The Sandbox areas were allocated by program. If you have questions about your program's space, please see your group lead. New Sandbox space must be allocated with JGI management approval.
DnA (Data n' Archive)¶
DnA is a 1PB GPFS based file system for the JGI's archive, shared databases and project directories.
|DnA Projects||DnA Shared||DnA DM Archive|
|Quota||5TB default||Defined by agreement with the JGI Management||Defined by agreement with the JGI Management|
|Backups||Daily, only for projectdirs with quota <= 5TB||Backed up by JAMO||Backed up by JAMO|
|Files are not automatically purged||Files are not automatically purged||Purge policy set by users of the JAMO system||Files are not automatically purged|
The intention of the DnA "Project" and "Shared" space is to be a place for data that is needed by multiple people collaborating on a project to allow for easy access for data sharing. The "Project" space is owned and managed by the JGI. The "Shared" space is a collaborative effort between the JGI and NERSC.
If you would like a project directory, please use the Project Directory Request Form.

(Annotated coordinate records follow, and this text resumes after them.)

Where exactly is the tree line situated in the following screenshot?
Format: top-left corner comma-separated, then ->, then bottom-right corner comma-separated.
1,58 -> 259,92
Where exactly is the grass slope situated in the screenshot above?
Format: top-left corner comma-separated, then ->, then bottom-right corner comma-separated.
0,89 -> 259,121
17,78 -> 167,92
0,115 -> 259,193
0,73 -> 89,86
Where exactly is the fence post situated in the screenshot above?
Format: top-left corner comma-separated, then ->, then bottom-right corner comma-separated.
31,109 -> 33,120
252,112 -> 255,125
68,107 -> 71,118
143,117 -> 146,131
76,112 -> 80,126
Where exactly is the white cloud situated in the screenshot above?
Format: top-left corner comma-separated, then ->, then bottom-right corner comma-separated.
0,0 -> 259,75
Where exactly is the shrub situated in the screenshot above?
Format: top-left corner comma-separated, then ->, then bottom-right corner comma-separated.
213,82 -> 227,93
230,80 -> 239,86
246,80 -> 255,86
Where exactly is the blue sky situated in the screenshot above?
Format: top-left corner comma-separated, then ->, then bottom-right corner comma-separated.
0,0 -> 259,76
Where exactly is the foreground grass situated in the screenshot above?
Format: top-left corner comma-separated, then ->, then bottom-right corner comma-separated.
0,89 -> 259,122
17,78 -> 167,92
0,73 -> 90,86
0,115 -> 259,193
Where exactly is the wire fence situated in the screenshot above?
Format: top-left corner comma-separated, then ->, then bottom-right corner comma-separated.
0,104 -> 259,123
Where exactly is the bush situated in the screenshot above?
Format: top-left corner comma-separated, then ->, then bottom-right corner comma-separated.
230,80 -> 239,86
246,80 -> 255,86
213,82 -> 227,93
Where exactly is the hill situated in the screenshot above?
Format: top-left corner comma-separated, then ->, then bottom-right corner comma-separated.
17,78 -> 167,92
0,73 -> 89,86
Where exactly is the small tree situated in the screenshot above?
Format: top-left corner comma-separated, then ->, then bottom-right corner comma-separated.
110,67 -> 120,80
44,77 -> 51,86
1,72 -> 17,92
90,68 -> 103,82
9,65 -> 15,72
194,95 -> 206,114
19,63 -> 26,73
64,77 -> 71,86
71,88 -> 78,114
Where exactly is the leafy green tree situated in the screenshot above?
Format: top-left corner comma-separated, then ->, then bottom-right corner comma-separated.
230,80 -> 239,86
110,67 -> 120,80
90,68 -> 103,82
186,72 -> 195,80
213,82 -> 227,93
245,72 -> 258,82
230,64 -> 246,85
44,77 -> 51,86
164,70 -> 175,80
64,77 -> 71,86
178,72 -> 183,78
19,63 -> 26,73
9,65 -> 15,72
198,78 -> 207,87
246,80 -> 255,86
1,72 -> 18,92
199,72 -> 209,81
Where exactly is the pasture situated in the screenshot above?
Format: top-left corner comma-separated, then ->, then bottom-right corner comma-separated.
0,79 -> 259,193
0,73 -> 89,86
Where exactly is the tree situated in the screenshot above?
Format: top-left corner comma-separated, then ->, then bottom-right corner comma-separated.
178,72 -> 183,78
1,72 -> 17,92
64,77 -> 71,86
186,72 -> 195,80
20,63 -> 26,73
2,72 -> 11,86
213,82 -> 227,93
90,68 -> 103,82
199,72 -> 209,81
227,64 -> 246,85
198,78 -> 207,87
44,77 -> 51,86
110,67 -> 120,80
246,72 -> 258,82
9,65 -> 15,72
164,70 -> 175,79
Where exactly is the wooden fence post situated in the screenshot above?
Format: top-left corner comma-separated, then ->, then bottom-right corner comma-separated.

The "DM Archive" is a data repository maintained by the JAMO system. Files are stored here during migration using the JAMO system. The files can remain in this space for as long as the user specifies. Any file that is in the "DM Archive" has also been placed in the HPSS tape archive. This section of the file system is owned by the JGI data management team.
Each user has a "scratch" directory. Scratch directories are NOT backed up and files are purged if they have not been accessed for 90 days. Access your scratch directory with the environment variable "$SCRATCH" for example:
Scratch environment variables:
|Environment Variable||Value||NERSC Systems|
|$SCRATCH||Best-connected file system||All NERSC computational systems|
|$CSCRATCH||/global/cscratch[1,2,3]/sd/$username||Cori and Edison|
$BSCRATCH points to your projectb scratch space if you have a BSCRATCH allocation. $SCRATCH will always point to the best-connected scratch space available for the NERSC machine you are accessing. For example, on Denovo $SCRATCH will point to $BSCRATCH, whereas on Cori $SCRATCH will point to $CSCRATCH.
The intention of scratch space is for staging, running, and completing your calculations on NERSC systems. Thus these filesystems are designed to allow wide-scale file reading and writing from many compute nodes. The scratch filesystems are not intended for long-term file storage or archival, and thus data is not backed-up, and files not accessed for 90 days will be automatically purged.
Policies for $SCRATCH are described at NERSC Data Management Policy.
Other file systems¶
Other file systems used by JGI may also be mounted on NERSC systems:
- SeqFS - file system used exclusively by the Illumina sequencers, SDM and Instrumentation groups at the JGI.
- /usr/common - is a file system where NERSC staff build software for user applications. This is the principal site for the modular software installations.
- /global/project - is a GPFS based file system that is accessible on almost all of NERSC's other compute systems used by all the other NERSC users. The projectdir portion of projectb should be favored by JGI users instead of /global/project.